Of course, Cisco is not moving into entirely foreign territory, it already has experience of working with operators by supplying them with packet core solutions over the years, and as Schoolar points out, many if not all operators most likely already rely on Cisco’s equipment, for technologies such as unified comms solutions or datacentre products. However, what it can now draw on when taking these latest steps towards mobile operators is the firm’s deep understanding of data networks and how to manage data.

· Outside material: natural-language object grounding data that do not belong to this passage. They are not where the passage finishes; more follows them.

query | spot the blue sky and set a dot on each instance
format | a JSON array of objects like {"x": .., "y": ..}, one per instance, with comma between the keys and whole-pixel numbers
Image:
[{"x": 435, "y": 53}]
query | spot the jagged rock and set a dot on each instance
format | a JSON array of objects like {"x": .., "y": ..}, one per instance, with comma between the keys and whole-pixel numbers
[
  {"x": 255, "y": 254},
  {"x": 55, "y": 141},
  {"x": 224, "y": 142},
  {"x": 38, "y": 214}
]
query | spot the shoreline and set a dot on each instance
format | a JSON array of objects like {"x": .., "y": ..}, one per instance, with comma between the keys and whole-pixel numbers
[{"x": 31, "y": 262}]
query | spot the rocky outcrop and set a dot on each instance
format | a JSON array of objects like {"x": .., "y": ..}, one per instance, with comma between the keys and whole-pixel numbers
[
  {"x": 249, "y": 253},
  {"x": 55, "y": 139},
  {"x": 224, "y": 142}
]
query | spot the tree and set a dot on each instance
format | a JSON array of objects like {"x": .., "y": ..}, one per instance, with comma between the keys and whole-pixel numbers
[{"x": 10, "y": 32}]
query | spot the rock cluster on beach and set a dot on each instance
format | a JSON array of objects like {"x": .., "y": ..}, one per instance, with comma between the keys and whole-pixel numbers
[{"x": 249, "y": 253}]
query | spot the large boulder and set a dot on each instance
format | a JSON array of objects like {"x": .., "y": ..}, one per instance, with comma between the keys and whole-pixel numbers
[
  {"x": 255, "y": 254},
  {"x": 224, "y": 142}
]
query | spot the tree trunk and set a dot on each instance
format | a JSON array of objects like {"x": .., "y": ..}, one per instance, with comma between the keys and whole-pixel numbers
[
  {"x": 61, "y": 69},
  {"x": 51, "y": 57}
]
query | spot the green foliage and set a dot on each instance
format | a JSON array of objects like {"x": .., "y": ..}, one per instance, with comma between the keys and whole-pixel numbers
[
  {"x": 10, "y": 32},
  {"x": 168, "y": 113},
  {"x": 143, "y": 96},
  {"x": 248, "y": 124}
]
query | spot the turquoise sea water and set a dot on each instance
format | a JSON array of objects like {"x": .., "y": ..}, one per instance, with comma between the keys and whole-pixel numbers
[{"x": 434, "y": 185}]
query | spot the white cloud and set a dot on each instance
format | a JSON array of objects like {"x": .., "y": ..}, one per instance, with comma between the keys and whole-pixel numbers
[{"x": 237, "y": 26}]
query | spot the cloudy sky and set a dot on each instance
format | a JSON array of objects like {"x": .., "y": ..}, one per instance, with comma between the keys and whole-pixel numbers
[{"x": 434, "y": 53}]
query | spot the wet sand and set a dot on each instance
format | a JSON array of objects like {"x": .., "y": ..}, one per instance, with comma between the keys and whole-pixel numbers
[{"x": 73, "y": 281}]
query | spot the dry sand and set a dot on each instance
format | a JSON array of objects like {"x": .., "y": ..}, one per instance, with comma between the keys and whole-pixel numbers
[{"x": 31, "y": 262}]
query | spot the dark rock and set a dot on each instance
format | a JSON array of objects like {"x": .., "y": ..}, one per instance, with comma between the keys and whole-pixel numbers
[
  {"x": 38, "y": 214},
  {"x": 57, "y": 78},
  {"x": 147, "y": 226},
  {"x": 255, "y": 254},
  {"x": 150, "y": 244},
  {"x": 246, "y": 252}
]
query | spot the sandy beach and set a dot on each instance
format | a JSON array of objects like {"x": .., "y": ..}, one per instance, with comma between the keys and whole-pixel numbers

“Cisco has for several years been talking about network modernisation and network monetisation, and that’s a line of discussion you’re hearing from network infrastructure vendors today,” says Schoolar. “When Cisco first started talking about it, there were one or two concepts that were a little hard to understand but today, people have a better understanding.”
It’s a trend that is not limited to Cisco, software provider Oracle is also eyeing a higher profile role in the mobile network, evidenced by its $2.1bn acquisition of unified communications software maker Acme Packet and signaling, policy control, and subscriber data provider Tekelec.
“More and more IT companies looking at what can they leverage from their past and their history in IT, and trying to see where they can fit in the telecoms space,” said Schoolar.
For Cisco, this means everything but the macro network. The network infrastructure market already has five large enterprises dominating the space: NSN, Ericsson, Alcatel-Lucent, Huawei and ZTE. Schoolar believes that due to the market congestion Cisco will not set out to compete in this space.
“Cisco doesn’t want to compete with the macro vendors, and I don’t see how they would fit into that,” said Schoolar. “But as we’ve seen, they have gone after all the other pieces in mobility.
“Cisco has probably been thinking where is the future of networks? And it’s in mobility. What are the inflection points in the network that they can get into since they aren’t in the macro space, but in basestations? So that’s what they’re focusing on – these new emerging areas that give room for data analytics, SONs and small cells.”